También vio los combates de Raina y Eisen.
Le sorprendió de verdad la forma de luchar de Eisen.
Lanzó una pequeña piedra de su bolsillo a una velocidad increíble, tan rápido que la mayoría de los ojos ni siquiera podían seguir el movimiento.
Lo que sorprendió a Lucen no fue solo la precisión, sino el método.
No hubo destello de aura, ni rastro de fuerza reforzada.
En cambio, el movimiento fue guiado puramente por maná, controlado mediante telequinesis, un hechizo muy básico.
La mayoría de los que obtenían un núcleo de maná aprendían este como su primer hechizo.
Fue tan sutil que casi se le escapó a su percepción.
Ese nivel de delicadeza requería un control aterrador.
«Por no mencionar que, por un breve instante, sentí lo increíblemente vasto que era su maná.
¿Por qué ese tipo no formaba parte de la historia principal del juego?
Ni siquiera se le mencionaba en ninguno de los diálogos».
Dado que el inicio del juego principal tiene lugar dentro de seis a ocho años, podrían pasar muchas cosas.
Aun así, que un plebeyo fuera tan hábil y ni siquiera se le mencionara en el juego significaba que o bien moría pronto o nunca existió en el mundo del juego.
«Bueno, en realidad no importa.
Solo tengo que hacer lo que tengo que hacer.
A estas alturas, muchas cosas han cambiado, así que seguir el guion del juego no tiene sentido.

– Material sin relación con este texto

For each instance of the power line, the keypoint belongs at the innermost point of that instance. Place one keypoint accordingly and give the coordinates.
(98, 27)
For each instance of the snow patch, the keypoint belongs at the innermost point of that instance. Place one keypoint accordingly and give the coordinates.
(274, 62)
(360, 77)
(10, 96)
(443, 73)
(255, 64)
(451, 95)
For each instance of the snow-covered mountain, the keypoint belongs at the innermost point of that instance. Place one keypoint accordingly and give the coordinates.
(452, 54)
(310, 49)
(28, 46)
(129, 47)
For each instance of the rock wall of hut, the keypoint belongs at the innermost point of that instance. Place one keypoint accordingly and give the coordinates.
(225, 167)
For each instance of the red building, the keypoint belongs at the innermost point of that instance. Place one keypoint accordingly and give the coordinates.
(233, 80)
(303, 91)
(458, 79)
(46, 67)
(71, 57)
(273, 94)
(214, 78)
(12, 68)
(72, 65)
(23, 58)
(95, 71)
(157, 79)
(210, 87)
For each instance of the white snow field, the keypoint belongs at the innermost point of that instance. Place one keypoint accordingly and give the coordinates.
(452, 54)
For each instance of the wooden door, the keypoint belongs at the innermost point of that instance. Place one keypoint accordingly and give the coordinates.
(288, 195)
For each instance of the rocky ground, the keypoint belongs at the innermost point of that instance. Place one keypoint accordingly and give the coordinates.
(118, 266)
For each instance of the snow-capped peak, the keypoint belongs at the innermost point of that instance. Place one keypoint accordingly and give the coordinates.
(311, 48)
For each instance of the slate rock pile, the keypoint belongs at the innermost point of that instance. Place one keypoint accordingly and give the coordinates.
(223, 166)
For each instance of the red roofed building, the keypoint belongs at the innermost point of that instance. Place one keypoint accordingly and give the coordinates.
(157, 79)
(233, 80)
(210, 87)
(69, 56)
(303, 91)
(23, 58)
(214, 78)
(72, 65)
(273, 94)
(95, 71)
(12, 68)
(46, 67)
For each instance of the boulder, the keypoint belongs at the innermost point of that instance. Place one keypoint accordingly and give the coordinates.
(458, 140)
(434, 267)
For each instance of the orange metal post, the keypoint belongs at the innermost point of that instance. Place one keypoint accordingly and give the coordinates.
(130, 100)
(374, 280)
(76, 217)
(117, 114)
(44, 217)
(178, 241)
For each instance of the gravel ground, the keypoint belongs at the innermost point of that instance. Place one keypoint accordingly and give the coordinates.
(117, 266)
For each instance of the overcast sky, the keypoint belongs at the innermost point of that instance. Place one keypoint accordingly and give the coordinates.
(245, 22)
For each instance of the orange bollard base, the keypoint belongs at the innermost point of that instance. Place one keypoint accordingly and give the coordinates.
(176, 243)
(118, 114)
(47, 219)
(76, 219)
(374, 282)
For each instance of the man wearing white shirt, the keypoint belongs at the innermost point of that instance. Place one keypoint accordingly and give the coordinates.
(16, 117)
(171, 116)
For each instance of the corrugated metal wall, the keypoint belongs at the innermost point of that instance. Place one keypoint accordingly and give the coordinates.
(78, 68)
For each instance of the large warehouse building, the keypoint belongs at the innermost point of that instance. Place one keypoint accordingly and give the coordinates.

Lo único que puedo usar ahora es mi comprensión de la personalidad de cada personaje y seguir adelante con ese conocimiento».
***
Los combates continuaron durante un rato, y finalmente llegó el turno de Lucen.
Este era el combate que la mayoría de la gente quería ver.
Lucen Thornehart, el hombre de los muchos rumores.
Esta vez, todos verían lo fuerte que es en realidad.
Había llegado el momento de ver cuán ciertos eran los rumores.
Lucen, con su gabardina mostrando la marca de Espina Colmillo: una espina de plata enroscada alrededor del colmillo de un dragón.
Caminó hacia la arena con pasos seguros.
En el último año, había crecido, se había ensanchado de hombros; el tipo de cambio que hacía que la gente lo mirara dos veces.
Incluso con el abrigo puesto, el contorno de su entrenamiento era evidente; músculo magro, hecho no para exhibir, sino para la batalla.
Su pelo plateado parecía brillar bajo la luz del sol, y sus ojos rojo rubí refulgían.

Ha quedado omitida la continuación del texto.